Мамочки, и почему такой простой жест кажется мне настолько горячим? Мурашки бегут по рукам и ногам. Я облизываю пересохшие губы и почти с осязаемой болью отрываю взгляд от «чувств» и «разума» у Бессонова под лопатками, если я верно перевожу и понимаю посыл. Сколько этих тату еще разбросано по его телу? Задумавшись, я не осознаю, что жую губы, пока он не ловит меня за этим делом.
— Ты просил не ходить в больницу, я и не ходила, — спрятав смущение за раздражением, отвечаю я. — Точнее, ты обещал меня убить, но это уже мелочи.

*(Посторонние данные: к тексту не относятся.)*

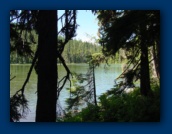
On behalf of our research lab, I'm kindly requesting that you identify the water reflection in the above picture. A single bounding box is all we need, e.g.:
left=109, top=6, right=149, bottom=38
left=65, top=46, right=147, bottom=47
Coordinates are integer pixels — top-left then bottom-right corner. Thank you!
left=10, top=64, right=122, bottom=122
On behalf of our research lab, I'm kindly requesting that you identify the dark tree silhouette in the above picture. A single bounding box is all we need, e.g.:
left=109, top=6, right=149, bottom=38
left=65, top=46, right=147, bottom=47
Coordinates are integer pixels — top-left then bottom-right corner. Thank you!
left=36, top=10, right=57, bottom=122
left=10, top=10, right=77, bottom=122
left=96, top=10, right=160, bottom=95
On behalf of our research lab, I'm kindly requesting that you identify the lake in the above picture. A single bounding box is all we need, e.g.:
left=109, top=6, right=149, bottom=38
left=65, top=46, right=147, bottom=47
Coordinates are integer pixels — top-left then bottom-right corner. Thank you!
left=10, top=64, right=123, bottom=122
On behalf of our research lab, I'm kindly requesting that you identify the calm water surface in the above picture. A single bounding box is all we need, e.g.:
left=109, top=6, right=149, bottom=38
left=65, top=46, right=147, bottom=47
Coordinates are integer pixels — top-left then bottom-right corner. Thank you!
left=10, top=64, right=123, bottom=122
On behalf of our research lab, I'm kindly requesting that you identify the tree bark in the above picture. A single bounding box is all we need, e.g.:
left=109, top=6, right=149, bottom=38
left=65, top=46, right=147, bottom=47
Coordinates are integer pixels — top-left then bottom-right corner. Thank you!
left=140, top=32, right=150, bottom=96
left=36, top=10, right=57, bottom=122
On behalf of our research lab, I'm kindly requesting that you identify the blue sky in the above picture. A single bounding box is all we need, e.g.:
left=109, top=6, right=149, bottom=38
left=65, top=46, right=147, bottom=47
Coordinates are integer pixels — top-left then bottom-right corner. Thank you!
left=58, top=10, right=98, bottom=42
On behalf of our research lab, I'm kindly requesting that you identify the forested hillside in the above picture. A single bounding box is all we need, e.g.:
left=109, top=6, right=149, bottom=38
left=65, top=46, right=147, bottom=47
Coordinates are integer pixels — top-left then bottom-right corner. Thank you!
left=10, top=34, right=101, bottom=64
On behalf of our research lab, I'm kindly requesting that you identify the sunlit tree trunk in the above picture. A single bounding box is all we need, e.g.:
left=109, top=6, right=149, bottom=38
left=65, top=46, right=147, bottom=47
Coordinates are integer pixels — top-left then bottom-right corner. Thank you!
left=36, top=10, right=57, bottom=122
left=140, top=30, right=150, bottom=96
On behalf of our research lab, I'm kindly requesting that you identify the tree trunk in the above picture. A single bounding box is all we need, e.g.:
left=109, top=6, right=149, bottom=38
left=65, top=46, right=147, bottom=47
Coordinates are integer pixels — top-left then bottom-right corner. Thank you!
left=36, top=10, right=57, bottom=122
left=140, top=34, right=150, bottom=96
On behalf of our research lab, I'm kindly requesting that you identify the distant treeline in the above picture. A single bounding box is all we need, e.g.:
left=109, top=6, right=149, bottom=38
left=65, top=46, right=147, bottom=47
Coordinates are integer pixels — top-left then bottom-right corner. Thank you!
left=10, top=36, right=101, bottom=64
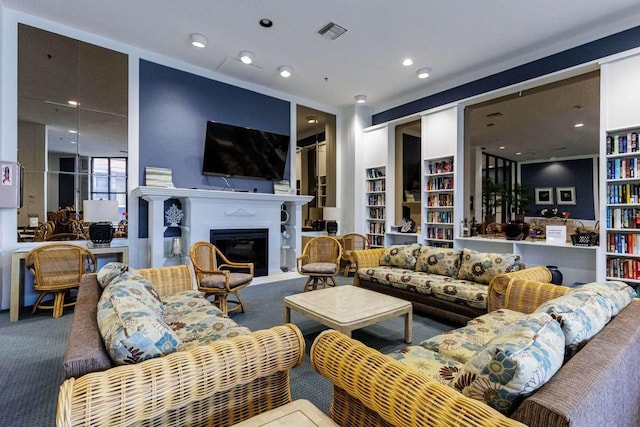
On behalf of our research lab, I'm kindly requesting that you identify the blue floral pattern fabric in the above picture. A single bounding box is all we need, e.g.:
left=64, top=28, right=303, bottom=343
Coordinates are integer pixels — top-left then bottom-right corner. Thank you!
left=453, top=313, right=564, bottom=415
left=380, top=243, right=422, bottom=270
left=458, top=248, right=521, bottom=285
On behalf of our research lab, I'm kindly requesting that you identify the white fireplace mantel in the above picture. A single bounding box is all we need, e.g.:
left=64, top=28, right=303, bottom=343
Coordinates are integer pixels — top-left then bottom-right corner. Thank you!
left=131, top=187, right=313, bottom=275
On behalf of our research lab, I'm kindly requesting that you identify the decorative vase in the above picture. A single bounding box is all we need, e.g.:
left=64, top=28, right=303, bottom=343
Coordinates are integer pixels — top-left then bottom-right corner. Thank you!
left=547, top=265, right=562, bottom=285
left=502, top=221, right=529, bottom=240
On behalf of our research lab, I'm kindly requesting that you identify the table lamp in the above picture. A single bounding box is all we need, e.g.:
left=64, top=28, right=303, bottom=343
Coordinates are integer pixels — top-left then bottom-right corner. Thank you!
left=83, top=200, right=119, bottom=248
left=322, top=208, right=340, bottom=236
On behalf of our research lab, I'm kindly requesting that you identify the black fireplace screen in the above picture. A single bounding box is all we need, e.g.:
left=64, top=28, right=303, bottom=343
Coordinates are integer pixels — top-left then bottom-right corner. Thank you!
left=209, top=228, right=269, bottom=277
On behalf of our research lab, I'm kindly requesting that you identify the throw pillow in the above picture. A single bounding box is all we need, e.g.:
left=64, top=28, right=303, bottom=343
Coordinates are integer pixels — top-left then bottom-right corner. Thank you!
left=416, top=246, right=462, bottom=278
left=380, top=243, right=421, bottom=270
left=458, top=248, right=521, bottom=285
left=453, top=313, right=564, bottom=415
left=536, top=289, right=611, bottom=361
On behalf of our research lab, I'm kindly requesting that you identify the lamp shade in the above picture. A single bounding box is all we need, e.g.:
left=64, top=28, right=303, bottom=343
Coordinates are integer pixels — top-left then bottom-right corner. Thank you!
left=82, top=200, right=120, bottom=223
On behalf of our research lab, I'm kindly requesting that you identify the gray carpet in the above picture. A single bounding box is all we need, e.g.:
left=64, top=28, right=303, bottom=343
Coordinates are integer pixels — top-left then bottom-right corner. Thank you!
left=0, top=277, right=452, bottom=427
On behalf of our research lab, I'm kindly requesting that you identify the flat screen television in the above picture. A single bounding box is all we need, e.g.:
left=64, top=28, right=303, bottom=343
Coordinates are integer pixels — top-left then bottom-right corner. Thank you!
left=202, top=121, right=289, bottom=181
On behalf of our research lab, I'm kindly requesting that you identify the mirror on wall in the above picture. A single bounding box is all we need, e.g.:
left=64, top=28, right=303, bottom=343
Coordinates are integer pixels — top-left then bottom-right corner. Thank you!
left=18, top=24, right=128, bottom=241
left=296, top=105, right=336, bottom=228
left=464, top=70, right=600, bottom=222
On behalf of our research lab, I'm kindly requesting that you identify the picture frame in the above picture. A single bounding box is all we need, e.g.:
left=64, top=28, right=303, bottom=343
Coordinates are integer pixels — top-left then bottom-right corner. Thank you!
left=556, top=187, right=576, bottom=205
left=535, top=187, right=553, bottom=205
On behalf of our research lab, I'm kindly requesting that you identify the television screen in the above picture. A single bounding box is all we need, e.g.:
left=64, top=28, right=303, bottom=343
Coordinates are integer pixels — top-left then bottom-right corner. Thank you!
left=202, top=121, right=289, bottom=180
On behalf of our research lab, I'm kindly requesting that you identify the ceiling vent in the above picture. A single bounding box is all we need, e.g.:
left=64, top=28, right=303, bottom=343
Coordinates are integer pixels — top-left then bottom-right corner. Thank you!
left=318, top=22, right=347, bottom=40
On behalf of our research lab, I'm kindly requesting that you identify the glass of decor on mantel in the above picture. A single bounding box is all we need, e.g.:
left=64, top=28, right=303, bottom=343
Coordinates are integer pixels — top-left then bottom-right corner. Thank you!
left=164, top=203, right=184, bottom=227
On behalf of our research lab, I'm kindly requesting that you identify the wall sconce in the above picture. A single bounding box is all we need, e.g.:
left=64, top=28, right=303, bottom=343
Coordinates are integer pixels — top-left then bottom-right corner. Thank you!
left=82, top=200, right=120, bottom=248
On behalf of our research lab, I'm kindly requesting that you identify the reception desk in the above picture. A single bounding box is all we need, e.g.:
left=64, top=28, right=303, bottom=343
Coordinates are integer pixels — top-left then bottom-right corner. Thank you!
left=9, top=246, right=129, bottom=322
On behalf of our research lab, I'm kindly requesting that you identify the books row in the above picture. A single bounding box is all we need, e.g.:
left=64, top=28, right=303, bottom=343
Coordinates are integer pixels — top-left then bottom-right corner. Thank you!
left=607, top=233, right=640, bottom=255
left=366, top=169, right=384, bottom=179
left=427, top=211, right=453, bottom=224
left=427, top=194, right=453, bottom=208
left=367, top=179, right=386, bottom=193
left=607, top=208, right=640, bottom=229
left=427, top=177, right=453, bottom=191
left=367, top=194, right=384, bottom=206
left=607, top=157, right=640, bottom=179
left=427, top=227, right=453, bottom=240
left=607, top=258, right=640, bottom=280
left=607, top=184, right=640, bottom=205
left=369, top=208, right=384, bottom=219
left=369, top=222, right=384, bottom=234
left=607, top=132, right=640, bottom=154
left=427, top=159, right=453, bottom=175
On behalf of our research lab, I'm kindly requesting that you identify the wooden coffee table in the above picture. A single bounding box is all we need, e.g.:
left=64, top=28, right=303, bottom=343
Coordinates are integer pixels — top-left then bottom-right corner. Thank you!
left=284, top=285, right=413, bottom=343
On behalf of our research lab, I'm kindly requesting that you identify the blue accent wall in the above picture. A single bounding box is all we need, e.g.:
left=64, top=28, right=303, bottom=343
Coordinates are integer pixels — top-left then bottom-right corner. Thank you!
left=371, top=26, right=640, bottom=125
left=140, top=60, right=291, bottom=193
left=521, top=159, right=597, bottom=220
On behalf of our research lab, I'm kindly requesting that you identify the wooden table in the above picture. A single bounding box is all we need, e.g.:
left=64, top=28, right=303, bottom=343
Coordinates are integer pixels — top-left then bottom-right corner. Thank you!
left=9, top=242, right=129, bottom=322
left=284, top=285, right=413, bottom=343
left=232, top=399, right=338, bottom=427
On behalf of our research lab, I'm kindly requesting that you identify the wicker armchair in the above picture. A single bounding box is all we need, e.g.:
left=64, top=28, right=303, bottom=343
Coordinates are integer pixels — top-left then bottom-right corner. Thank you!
left=25, top=243, right=96, bottom=318
left=296, top=236, right=342, bottom=292
left=340, top=233, right=369, bottom=277
left=189, top=242, right=253, bottom=314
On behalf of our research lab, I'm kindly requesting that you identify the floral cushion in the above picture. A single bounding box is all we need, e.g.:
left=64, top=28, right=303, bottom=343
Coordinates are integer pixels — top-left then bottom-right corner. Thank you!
left=389, top=345, right=463, bottom=386
left=380, top=243, right=421, bottom=270
left=98, top=288, right=182, bottom=365
left=458, top=248, right=520, bottom=285
left=163, top=291, right=251, bottom=349
left=536, top=290, right=611, bottom=360
left=453, top=313, right=564, bottom=415
left=416, top=246, right=462, bottom=278
left=571, top=280, right=636, bottom=317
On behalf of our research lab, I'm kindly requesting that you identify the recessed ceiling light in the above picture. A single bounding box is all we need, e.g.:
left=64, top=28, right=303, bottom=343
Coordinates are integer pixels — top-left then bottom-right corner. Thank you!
left=239, top=50, right=256, bottom=64
left=278, top=65, right=293, bottom=78
left=416, top=67, right=431, bottom=79
left=189, top=33, right=209, bottom=48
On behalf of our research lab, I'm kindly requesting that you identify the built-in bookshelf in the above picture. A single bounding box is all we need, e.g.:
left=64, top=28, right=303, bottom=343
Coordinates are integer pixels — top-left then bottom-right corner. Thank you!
left=605, top=128, right=640, bottom=291
left=365, top=166, right=387, bottom=247
left=423, top=157, right=454, bottom=248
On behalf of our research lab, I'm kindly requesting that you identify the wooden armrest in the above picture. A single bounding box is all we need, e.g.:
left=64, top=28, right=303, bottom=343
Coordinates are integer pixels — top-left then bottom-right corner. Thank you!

Ян не смеется, хотя я полагала, что будет.
— А цветы откуда взялись тогда? — Ох, все он, блин, заметил, его прямо-таки не проведешь.
— Сиделку попросила передать.
Бессонов смотрит куда-то вдаль, щеки разрезают обозначавшиеся скулы.
— Чем ты их всех очаровываешь, блять?
Не пойму, он бесится или правда недоумевает.
— Если меня не злить, я умею быть милой.
Ну а теперь он откровенно ржет, и это сводит меня с ума. Общение с ним напоминает прогулку по минному полю — никогда не знаешь, где рванет.
Зачем я вообще суюсь тогда? Хороший вопрос.
— Как ты? — произношу я осторожно, чтобы сразу не взлететь на воздух (или не быть сброшенной с крыши).
На самом деле, раньше я не задумывалась о том, что он, по сути, совсем один. Друзья друзьями, Софа Софой, но я давным-давно не видела его папу — слышала, тот живет в другой стране с новой семьей, но подробностей не знаю. Где его бабушки-дедушки я тоже не в курсе, но у меня давно сложилось впечатление, что у них с Наташей никого больше нет. А теперь и она…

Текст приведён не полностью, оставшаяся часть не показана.